Eduardo Rodrigues, de 75 anos, e Agenor Vicente Martins, de 70, somam juntos 102 anos de serviço na mesma empresa, a Sanesul, em Mato Grosso do Sul. Eduardo se prepara para deixar a companhia em outubro, após 52 anos de atuação. Agenor acaba de completar cinco décadas no local e afirma que quer continuar trabalhando enquanto tiver saúde.
Há algumas semanas, Eduardo começou a trocar o uniforme por camisetas comuns. A mudança faz parte de um preparo emocional para a aposentadoria definitiva. “Eu estou até deixando de usar o uniforme da empresa. É para ir me acostumando”, conta. Agenor, por outro lado, evita pensar em despedida. “Enquanto eu tiver força e saúde para trabalhar, quero ficar até o fim”, diz.
Agenor entrou na empresa em 1976, aos 19 anos, quando o saneamento de Campo Grande era ligado à prefeitura. Na carteira profissional, tem apenas dois registros: seis meses como vendedor da Coca-Cola e o emprego atual. Ele começou como motorista e enfrentou uma rotina pesada, com jornadas que se estendiam até perto da meia-noite. Em 1990, passou a atuar no laboratório de hidrômetros, onde trabalha até hoje na parte administrativa.
Foi dentro da empresa que Agenor criou as filhas Maiara e Fernanda. “Eu cresci junto com a Sanesul e criei minhas duas filhas aqui dentro. Para mim, é um orgulho muito grande. Eu tenho duas famílias: uma em casa e outra aqui”, afirma. O casamento com Regina dura 47 anos. O “casamento” com a empresa chegou aos 50.
Eduardo chegou à empresa como auxiliar de encanador. Passava os dias abrindo valas, quebrando asfalto e retirando paralelepípedos. Em algumas noites, voltava para casa sem conseguir fechar as mãos por causa do impacto da picareta. “Eu sofri para poder me adaptar. Tinha dia em que chegava em casa e não conseguia fechar a mão”, lembra.

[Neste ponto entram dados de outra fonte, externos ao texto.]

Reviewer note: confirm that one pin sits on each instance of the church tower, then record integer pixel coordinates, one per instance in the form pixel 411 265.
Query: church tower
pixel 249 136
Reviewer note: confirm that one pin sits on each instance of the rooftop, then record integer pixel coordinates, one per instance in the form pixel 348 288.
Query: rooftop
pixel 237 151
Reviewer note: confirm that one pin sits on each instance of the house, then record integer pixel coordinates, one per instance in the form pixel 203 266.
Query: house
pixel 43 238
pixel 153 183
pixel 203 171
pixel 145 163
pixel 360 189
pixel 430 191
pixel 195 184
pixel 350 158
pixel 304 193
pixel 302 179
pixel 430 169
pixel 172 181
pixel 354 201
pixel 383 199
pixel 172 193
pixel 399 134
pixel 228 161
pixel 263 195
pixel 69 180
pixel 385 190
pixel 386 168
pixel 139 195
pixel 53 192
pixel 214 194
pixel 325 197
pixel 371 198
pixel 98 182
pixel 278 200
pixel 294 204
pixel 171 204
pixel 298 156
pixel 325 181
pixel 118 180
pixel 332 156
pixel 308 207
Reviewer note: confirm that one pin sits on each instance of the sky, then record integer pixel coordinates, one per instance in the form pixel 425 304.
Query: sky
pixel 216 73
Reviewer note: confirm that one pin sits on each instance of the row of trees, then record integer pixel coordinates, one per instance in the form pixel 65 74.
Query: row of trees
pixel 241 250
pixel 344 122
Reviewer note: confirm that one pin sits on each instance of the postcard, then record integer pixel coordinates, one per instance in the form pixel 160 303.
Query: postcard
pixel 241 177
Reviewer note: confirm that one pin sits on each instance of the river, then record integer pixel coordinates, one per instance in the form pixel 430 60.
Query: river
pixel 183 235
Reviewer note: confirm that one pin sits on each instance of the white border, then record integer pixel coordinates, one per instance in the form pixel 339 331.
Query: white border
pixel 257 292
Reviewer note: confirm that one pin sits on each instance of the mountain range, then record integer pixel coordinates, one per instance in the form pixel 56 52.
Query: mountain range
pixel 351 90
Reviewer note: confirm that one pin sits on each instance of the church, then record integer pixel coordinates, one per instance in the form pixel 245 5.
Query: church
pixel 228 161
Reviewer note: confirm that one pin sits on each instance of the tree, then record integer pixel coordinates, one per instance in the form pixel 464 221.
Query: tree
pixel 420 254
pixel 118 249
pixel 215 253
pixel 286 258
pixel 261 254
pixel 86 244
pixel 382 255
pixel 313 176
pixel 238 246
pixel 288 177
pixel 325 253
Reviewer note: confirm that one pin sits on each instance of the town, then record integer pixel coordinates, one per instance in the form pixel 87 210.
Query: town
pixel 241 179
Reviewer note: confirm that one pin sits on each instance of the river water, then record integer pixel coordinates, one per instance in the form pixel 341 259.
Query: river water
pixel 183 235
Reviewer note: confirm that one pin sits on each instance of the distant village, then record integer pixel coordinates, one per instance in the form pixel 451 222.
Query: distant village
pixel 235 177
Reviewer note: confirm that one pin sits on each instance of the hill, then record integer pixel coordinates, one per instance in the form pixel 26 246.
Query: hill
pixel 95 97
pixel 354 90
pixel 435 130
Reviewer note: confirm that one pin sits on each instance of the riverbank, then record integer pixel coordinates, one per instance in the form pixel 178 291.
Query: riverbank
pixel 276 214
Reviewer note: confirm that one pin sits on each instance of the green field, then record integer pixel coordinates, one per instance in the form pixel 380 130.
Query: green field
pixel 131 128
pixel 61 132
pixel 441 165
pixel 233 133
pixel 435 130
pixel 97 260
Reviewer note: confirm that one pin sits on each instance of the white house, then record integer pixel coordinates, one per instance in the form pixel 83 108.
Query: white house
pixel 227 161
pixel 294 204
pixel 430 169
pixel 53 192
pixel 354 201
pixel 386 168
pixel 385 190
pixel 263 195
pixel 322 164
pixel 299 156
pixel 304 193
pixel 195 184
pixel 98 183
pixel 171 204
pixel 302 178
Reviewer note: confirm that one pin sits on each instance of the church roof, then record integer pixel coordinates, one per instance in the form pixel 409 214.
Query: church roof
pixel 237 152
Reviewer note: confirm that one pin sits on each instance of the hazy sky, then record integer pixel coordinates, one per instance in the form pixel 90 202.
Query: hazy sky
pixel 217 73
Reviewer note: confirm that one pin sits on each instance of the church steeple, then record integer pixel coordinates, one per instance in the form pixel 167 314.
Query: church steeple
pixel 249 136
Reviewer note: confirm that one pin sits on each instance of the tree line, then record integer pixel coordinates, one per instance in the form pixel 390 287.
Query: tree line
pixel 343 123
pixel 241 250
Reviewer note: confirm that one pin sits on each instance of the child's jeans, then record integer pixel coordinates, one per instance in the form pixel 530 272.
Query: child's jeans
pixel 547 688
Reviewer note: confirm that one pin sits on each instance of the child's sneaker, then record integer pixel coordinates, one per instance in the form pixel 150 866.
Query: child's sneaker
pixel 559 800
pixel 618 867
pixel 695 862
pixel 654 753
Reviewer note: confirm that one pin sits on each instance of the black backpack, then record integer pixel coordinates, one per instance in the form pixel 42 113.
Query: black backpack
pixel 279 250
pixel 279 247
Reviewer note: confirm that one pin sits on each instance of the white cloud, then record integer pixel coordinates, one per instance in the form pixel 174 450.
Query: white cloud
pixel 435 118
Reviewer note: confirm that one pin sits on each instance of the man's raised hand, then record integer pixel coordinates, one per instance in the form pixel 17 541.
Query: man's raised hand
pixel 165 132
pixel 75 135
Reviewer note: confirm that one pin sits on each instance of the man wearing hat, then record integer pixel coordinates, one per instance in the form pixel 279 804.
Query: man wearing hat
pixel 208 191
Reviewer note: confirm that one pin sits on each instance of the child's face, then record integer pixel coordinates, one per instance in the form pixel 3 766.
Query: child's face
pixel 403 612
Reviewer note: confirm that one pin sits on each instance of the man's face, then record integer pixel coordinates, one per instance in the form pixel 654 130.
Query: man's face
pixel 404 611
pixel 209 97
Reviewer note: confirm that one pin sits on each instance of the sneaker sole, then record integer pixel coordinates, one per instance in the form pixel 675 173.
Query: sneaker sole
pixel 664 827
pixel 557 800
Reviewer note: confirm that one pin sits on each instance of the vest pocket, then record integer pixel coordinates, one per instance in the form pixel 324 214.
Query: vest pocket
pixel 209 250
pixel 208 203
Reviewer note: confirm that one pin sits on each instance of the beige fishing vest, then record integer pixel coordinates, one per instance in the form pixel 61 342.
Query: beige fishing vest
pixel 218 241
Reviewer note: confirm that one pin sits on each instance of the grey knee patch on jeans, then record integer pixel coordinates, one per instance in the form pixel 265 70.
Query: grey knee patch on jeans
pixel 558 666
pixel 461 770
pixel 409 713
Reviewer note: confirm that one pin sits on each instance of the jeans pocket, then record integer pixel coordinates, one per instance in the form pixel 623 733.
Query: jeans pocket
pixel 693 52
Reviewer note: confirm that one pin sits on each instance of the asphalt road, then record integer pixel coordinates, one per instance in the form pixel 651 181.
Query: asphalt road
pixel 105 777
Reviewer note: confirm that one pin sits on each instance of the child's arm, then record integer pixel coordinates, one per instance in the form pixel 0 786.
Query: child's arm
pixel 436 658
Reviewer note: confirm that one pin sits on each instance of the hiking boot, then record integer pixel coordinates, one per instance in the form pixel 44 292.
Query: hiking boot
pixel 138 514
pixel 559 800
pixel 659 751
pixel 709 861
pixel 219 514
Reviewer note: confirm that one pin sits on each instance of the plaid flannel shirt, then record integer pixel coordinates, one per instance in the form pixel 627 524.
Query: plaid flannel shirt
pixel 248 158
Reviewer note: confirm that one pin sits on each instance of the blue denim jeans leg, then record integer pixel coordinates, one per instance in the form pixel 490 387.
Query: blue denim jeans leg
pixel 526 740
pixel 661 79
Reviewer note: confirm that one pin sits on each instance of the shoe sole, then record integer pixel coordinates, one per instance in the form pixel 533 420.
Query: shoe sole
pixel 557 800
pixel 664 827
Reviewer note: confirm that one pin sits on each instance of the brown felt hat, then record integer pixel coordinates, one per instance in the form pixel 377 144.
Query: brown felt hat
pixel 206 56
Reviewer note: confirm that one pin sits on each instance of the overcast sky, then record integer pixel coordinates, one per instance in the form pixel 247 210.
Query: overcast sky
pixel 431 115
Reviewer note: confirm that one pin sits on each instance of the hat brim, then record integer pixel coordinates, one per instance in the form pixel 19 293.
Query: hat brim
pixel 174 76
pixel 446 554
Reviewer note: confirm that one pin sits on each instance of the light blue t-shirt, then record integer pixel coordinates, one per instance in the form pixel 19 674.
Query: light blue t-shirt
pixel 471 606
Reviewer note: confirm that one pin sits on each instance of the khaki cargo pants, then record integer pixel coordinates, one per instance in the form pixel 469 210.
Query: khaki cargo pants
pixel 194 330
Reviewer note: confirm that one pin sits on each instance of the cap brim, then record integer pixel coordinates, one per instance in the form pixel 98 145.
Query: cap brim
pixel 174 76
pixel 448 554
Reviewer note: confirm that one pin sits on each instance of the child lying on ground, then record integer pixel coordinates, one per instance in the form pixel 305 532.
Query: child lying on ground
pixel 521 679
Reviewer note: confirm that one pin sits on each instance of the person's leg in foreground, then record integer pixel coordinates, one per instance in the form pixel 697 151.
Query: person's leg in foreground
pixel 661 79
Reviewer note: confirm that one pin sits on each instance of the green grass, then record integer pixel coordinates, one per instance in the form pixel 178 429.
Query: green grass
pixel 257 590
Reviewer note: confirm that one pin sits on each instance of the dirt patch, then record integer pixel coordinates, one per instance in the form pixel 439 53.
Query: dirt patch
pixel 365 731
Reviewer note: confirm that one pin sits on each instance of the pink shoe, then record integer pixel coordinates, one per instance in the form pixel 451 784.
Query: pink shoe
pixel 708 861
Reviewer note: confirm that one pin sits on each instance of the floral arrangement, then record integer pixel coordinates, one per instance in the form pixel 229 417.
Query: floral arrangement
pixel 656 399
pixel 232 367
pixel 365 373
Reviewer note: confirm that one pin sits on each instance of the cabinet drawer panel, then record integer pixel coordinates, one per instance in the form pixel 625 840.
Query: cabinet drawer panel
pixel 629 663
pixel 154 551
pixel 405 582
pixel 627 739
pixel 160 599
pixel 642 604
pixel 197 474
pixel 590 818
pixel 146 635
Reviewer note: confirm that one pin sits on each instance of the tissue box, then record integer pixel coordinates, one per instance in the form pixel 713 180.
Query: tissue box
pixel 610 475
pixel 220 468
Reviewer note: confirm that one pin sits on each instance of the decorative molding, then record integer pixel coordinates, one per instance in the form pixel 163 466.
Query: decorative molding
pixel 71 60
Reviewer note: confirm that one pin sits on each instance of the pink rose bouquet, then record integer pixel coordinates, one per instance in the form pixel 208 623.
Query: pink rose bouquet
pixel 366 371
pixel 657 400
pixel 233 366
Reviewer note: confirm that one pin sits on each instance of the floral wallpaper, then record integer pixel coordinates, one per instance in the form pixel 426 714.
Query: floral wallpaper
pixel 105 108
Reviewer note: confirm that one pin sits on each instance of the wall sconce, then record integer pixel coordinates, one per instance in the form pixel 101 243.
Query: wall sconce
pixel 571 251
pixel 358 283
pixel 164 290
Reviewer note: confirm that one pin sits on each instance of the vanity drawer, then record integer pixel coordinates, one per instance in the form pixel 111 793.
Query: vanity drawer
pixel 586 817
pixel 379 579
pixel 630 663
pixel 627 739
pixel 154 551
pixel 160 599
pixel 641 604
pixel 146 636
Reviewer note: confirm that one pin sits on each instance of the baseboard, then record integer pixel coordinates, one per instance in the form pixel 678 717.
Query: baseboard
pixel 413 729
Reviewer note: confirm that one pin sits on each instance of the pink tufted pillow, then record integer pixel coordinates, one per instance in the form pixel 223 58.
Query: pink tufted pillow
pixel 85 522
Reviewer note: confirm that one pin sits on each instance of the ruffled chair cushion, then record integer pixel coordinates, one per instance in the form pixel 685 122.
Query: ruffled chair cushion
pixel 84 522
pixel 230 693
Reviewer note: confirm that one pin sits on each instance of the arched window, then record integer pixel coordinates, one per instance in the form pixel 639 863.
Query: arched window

Ele acompanhou obras que mudaram a paisagem de Campo Grande, como a canalização da Rua Maracaju. “A maioria dos moradores de Campo Grande não conhece como eram as enchentes na Maracaju. Hoje, as pessoas passam por ali e nem imaginam”, recorda. No laboratório, ajudou a desenvolver processos de medição de água. Antes de sair, treina dois funcionários para repassar o conhecimento acumulado.
Eduardo já estava aposentado havia quase 18 anos, mas permaneceu trabalhando. Em outubro, ao completar a idade limite, terá de deixar a rotina. Durante as férias, ele evita passar pela região da empresa e muda até o caminho. Para Agenor, levantar cedo e vestir a roupa de serviço fazem parte da identidade. “O que me preocupa é o dia em que eu tomar café e não puder mais vestir a roupa para vir ao serviço”, diz.
Os dois observam uma geração que troca de emprego com mais frequência. Para Agenor, o segredo é assumir responsabilidades. “É vestir a camisa da empresa, assumir as funções com determinação e responsabilidade. Não é trabalhar para se matar, mas trabalhar e fazer bem feito”, afirma. Eduardo acrescenta a importância de saber ouvir. “Se você me passar algo que eu já sei, talvez eu consiga dar um retoque e melhorar. Mas, se eu deixar você falar, pode me passar muito mais do que eu preciso aprender”, explica.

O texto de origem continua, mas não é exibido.